Dreams and History
World Cup returns to Lord’s after twenty years and the English cricket enthusiasts are all set to witness the final match between England and New Zealand . Aayush Kaudare( 2019 batch) brings us nuggets of history of the iconic stadium, and his vaulting aspirations.
I joined Don Bosco School, the sporting giant of the city, in Std. IX, to pursue my dream of becoming a cricketer.

Around that time I got the rare opportunity to visit Lord’s, ‘the home of cricket’, with my father. I was overwhelmed
When we were at the entry gate, I forgot my inhibitions, and touched my forehead to the ground, as it is no less than a temple for a cricketer .There was a distinct whiff of history , glory and ambition, that wafted through the portals at Lord’s. The aura the stadium exuded cannot be described in words, and the feeling I had was such as I had never felt before. Each room and corridor had paintings of cricketing greats and memorable moments. I was mesmerised by the facts shared by the tour guide. The cricket ground was named after its founder, Thomas Lord.

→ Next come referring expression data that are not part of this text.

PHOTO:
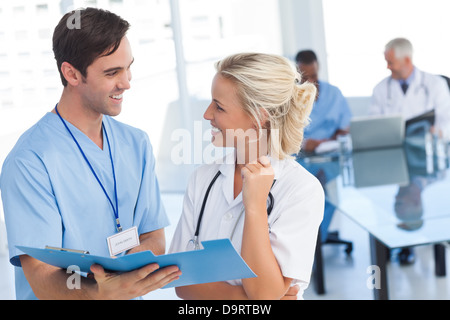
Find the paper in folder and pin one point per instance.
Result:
(218, 261)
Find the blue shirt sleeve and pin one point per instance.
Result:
(31, 212)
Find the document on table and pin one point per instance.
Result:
(218, 261)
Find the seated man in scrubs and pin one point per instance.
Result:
(78, 176)
(331, 114)
(330, 117)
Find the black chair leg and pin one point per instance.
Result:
(318, 268)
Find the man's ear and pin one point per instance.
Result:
(71, 74)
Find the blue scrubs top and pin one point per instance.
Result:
(330, 113)
(50, 196)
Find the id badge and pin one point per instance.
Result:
(123, 241)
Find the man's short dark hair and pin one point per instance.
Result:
(98, 34)
(306, 57)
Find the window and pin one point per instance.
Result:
(210, 30)
(357, 31)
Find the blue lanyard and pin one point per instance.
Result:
(116, 208)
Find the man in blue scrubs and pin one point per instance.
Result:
(330, 117)
(78, 176)
(331, 114)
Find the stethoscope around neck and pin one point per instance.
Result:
(194, 244)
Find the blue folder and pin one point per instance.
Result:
(218, 261)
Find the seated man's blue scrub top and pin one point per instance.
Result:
(330, 113)
(51, 197)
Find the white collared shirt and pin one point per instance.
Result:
(293, 223)
(425, 93)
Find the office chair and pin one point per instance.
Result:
(326, 237)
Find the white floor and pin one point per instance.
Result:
(345, 278)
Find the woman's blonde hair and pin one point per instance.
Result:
(268, 86)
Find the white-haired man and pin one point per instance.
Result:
(409, 91)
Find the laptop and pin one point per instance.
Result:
(380, 167)
(374, 132)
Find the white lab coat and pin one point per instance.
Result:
(426, 92)
(294, 221)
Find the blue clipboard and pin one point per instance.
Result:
(217, 261)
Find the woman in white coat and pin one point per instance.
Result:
(259, 197)
(409, 91)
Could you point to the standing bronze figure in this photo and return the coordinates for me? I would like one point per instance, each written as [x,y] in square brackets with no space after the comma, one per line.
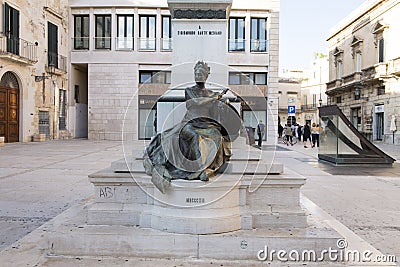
[196,148]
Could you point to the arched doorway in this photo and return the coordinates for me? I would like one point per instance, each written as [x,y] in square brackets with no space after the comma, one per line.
[9,107]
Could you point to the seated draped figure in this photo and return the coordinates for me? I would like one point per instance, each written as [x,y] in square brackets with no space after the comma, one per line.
[198,146]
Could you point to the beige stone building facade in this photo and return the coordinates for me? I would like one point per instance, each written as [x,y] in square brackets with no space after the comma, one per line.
[33,69]
[313,88]
[364,69]
[121,54]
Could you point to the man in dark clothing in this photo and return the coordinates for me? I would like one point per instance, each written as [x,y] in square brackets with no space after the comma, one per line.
[306,135]
[280,130]
[299,131]
[260,132]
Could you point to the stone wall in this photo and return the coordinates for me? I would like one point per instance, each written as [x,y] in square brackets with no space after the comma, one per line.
[111,88]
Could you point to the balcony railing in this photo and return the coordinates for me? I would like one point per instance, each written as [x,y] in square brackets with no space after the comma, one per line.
[124,43]
[102,42]
[257,45]
[236,45]
[19,47]
[58,61]
[81,43]
[148,44]
[166,44]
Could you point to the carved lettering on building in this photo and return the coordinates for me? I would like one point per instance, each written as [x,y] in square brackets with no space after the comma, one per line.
[195,200]
[199,14]
[199,33]
[107,192]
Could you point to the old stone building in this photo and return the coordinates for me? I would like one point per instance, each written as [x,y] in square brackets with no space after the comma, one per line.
[33,69]
[364,69]
[313,88]
[122,51]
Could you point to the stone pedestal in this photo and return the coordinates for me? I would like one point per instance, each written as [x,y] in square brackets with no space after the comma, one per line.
[231,217]
[252,193]
[39,137]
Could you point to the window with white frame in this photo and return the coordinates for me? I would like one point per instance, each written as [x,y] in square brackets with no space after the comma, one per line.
[147,33]
[358,61]
[339,70]
[81,32]
[381,50]
[236,34]
[258,42]
[103,32]
[125,32]
[151,76]
[166,38]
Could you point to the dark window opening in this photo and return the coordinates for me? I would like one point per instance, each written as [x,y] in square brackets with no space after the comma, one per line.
[258,41]
[236,34]
[81,32]
[103,32]
[52,42]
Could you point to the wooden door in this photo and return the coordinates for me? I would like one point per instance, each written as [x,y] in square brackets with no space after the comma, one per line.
[9,114]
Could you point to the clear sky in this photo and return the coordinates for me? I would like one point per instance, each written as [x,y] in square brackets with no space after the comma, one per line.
[304,27]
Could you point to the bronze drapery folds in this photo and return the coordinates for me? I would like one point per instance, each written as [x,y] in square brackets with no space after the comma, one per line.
[197,147]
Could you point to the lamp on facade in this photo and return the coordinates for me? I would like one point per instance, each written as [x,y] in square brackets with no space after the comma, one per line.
[51,69]
[357,93]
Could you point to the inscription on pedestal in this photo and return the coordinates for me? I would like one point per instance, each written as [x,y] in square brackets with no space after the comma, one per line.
[199,14]
[195,200]
[107,192]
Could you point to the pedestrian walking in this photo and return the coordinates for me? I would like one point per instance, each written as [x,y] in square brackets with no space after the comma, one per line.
[299,130]
[289,135]
[280,130]
[319,131]
[260,132]
[306,135]
[314,132]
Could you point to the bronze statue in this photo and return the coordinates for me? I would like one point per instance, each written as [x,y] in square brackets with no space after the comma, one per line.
[198,147]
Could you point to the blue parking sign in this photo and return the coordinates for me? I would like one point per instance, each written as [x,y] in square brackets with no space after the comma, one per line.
[291,110]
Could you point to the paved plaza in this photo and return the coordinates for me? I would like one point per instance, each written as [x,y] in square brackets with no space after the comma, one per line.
[40,181]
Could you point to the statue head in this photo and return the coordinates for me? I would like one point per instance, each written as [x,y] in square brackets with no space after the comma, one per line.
[201,71]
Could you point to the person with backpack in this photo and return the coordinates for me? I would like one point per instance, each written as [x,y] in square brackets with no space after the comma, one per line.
[260,132]
[289,135]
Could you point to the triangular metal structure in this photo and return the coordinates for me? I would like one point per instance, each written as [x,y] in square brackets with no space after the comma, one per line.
[342,143]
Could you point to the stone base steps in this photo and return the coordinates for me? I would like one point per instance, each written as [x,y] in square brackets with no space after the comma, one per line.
[76,238]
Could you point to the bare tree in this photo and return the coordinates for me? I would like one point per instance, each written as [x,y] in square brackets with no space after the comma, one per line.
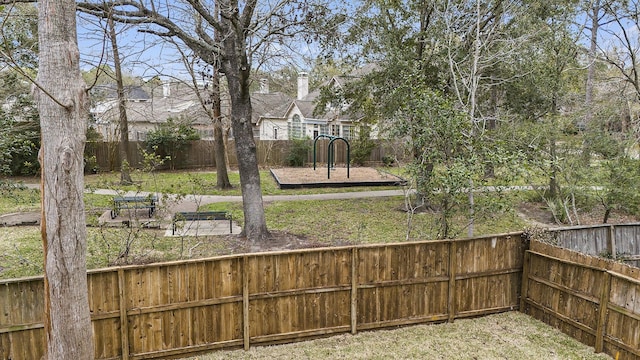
[211,101]
[123,146]
[61,96]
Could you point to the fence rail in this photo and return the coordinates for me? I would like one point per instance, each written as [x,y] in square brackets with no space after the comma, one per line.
[590,299]
[620,241]
[181,308]
[200,153]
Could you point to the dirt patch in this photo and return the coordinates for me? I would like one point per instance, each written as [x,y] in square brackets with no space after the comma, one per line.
[538,214]
[321,177]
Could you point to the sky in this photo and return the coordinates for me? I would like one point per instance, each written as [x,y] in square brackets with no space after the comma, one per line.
[141,54]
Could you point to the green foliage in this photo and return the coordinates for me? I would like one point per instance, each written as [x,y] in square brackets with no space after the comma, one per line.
[298,152]
[170,138]
[620,186]
[362,146]
[19,137]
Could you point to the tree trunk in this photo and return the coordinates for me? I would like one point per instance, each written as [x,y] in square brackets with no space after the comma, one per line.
[222,176]
[123,146]
[236,67]
[62,103]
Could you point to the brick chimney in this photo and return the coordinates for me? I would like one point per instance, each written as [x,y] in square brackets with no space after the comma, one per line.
[264,86]
[303,85]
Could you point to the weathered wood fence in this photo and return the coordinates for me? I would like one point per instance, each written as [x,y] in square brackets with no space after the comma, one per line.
[180,308]
[199,154]
[594,300]
[621,241]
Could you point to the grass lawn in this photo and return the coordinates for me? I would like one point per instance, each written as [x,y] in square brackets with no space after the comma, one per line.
[511,335]
[203,183]
[356,221]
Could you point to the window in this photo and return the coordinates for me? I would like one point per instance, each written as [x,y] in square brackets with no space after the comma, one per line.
[347,132]
[295,127]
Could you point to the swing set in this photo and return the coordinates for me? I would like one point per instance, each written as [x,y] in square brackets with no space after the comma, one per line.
[331,153]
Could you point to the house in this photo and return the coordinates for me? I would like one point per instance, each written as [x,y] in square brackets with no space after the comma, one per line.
[276,116]
[296,119]
[146,108]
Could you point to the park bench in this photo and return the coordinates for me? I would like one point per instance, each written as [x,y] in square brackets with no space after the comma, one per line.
[134,202]
[201,215]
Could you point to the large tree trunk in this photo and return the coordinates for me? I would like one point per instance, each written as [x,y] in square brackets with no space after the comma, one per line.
[219,146]
[62,103]
[123,146]
[236,67]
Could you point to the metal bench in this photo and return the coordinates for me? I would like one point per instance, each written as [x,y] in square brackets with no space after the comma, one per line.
[201,215]
[134,202]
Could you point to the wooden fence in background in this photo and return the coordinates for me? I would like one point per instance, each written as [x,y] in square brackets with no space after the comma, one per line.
[594,300]
[200,154]
[181,308]
[621,242]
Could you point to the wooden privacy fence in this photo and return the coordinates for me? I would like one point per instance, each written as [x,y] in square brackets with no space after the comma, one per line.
[621,242]
[593,300]
[180,308]
[200,154]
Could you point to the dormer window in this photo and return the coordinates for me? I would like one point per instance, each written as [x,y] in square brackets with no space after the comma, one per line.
[295,127]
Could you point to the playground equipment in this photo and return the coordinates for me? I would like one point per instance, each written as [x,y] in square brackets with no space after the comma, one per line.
[331,153]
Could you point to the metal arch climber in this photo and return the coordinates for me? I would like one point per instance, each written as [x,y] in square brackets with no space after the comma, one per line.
[331,152]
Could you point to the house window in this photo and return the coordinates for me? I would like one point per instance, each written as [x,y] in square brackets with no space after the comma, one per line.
[347,132]
[295,127]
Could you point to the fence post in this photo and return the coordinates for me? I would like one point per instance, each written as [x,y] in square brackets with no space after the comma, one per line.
[245,301]
[524,289]
[124,323]
[611,244]
[354,290]
[452,281]
[602,311]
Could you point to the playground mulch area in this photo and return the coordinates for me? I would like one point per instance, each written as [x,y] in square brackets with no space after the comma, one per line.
[288,178]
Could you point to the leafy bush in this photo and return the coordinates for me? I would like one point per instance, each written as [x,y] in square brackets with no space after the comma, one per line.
[19,137]
[170,138]
[298,152]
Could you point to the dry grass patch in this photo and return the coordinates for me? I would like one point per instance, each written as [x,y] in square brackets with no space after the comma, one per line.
[510,335]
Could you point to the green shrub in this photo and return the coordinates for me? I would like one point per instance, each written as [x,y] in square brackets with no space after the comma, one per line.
[298,152]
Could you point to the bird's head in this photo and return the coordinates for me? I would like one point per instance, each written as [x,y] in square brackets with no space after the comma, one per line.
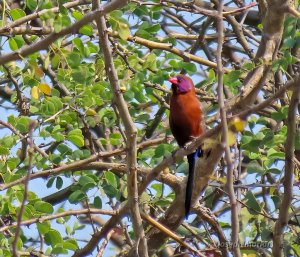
[181,84]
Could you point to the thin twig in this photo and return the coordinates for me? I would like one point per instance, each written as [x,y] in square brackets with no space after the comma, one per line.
[130,131]
[32,125]
[288,176]
[224,140]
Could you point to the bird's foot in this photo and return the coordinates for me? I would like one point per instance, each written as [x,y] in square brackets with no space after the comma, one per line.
[186,146]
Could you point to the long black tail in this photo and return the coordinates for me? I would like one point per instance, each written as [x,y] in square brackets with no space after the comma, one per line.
[190,182]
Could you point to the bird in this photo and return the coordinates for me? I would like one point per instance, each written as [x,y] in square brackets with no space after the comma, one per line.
[186,123]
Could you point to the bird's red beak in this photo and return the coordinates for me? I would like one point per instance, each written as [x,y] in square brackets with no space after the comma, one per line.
[173,80]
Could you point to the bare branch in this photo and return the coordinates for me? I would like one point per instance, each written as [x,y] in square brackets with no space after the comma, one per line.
[288,176]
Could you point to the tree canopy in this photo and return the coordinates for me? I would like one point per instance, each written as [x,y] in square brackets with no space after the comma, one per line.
[88,162]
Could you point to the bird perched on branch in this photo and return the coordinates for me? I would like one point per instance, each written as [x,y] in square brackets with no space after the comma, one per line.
[186,123]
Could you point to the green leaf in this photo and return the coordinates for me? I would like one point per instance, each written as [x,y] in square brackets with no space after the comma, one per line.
[76,196]
[111,179]
[124,31]
[70,244]
[97,202]
[59,182]
[74,59]
[252,203]
[85,180]
[13,44]
[86,30]
[43,227]
[53,238]
[3,150]
[43,207]
[188,66]
[31,4]
[76,137]
[17,14]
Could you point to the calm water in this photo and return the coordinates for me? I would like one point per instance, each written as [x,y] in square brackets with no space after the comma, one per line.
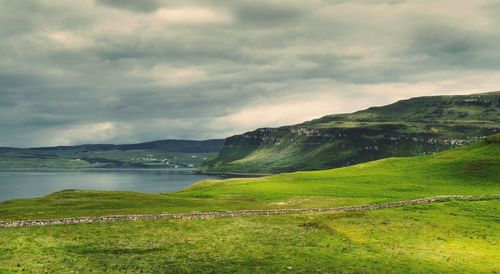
[33,183]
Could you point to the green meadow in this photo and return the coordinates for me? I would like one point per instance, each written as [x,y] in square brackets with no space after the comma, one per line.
[454,236]
[451,237]
[471,170]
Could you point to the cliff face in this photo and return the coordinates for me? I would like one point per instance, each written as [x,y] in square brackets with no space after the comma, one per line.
[407,128]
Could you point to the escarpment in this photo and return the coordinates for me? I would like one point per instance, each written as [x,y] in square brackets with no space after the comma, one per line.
[407,128]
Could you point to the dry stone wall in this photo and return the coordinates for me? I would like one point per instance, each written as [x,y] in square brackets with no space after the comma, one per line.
[239,213]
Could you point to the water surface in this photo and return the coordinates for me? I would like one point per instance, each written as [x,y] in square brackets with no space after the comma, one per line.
[34,183]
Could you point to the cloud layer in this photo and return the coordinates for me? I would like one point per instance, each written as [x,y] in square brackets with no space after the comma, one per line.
[127,71]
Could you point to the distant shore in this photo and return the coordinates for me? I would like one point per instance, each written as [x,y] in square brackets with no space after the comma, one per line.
[233,174]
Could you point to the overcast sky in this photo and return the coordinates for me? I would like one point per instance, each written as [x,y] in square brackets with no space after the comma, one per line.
[121,71]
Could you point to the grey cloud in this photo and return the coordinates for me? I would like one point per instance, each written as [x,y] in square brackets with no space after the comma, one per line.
[153,79]
[132,5]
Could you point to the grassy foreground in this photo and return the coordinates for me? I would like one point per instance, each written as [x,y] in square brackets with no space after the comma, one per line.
[446,237]
[450,237]
[472,170]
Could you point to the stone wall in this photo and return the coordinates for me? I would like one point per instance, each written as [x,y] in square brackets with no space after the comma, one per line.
[218,214]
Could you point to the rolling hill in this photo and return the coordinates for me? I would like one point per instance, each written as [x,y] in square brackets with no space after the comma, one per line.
[448,237]
[410,127]
[162,153]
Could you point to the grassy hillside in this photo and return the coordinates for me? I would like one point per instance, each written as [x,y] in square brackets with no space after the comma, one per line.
[157,154]
[411,127]
[472,170]
[452,237]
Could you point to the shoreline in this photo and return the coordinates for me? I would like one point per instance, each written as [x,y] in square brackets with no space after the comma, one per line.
[233,174]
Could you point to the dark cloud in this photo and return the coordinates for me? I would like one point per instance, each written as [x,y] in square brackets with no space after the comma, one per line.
[125,71]
[132,5]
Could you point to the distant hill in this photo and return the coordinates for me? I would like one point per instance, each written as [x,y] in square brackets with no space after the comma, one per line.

There is a special room for the Honours Board, that commemorates bowlers who have taken a five wicket haul or batsmen who have scored a century in an innings in a test matchat Lord’s.Only a few are fortunate to etch their names on it. Even a certain god of cricket who batted at number four was unsuccessful to get his name on the board. It houses the MCC ( Marylebone cricket club ) museum, which is the oldest sports museum in the world and contains the world’s most celebrated collection of cricket memorabilia .Lord’s also has one of the largest and most comprehensive collection of books and publications dedicated to cricket. Lord’s also has a bronze statue of Sir William Gilbert Grace who was the captain of the England cricket team and was instrumental in the development of cricket.

The first recorded game played at the current ground was between Marylebone Cricket Club and Hertfordshire on 22 June 1814. The first test match played at Lord’s was between England and Australia on 21 July 1884. The first England players on the honours board were Allan Steel (148 vs Australia), Ted Peate (6-85 vs Australia) and George Ulyett (7-36 vs Australia) all in the 1884 test against Australia. The guide also told us about the highest individual score in a test match at Lords is 333 not out by Sir Graham Gooch (England) vs India in 1990. The best bowling figures are by Ian Botham (England) with 8-34 against Pakistan in 1978. The highest team total at Lord’s in a test match was by Australia in 1930 with 729/6 declared.
It was time to step onto the hallowed grounds. I just stood there silent, breathing fresh air. I imagined myself there with 30000 spectators cheering my name. While leaving I was gutted, as I thought I belonged there. I promised myself on the ground,amidst the silence, that I would work hard and make my dream come true and get my name on the Honours Board.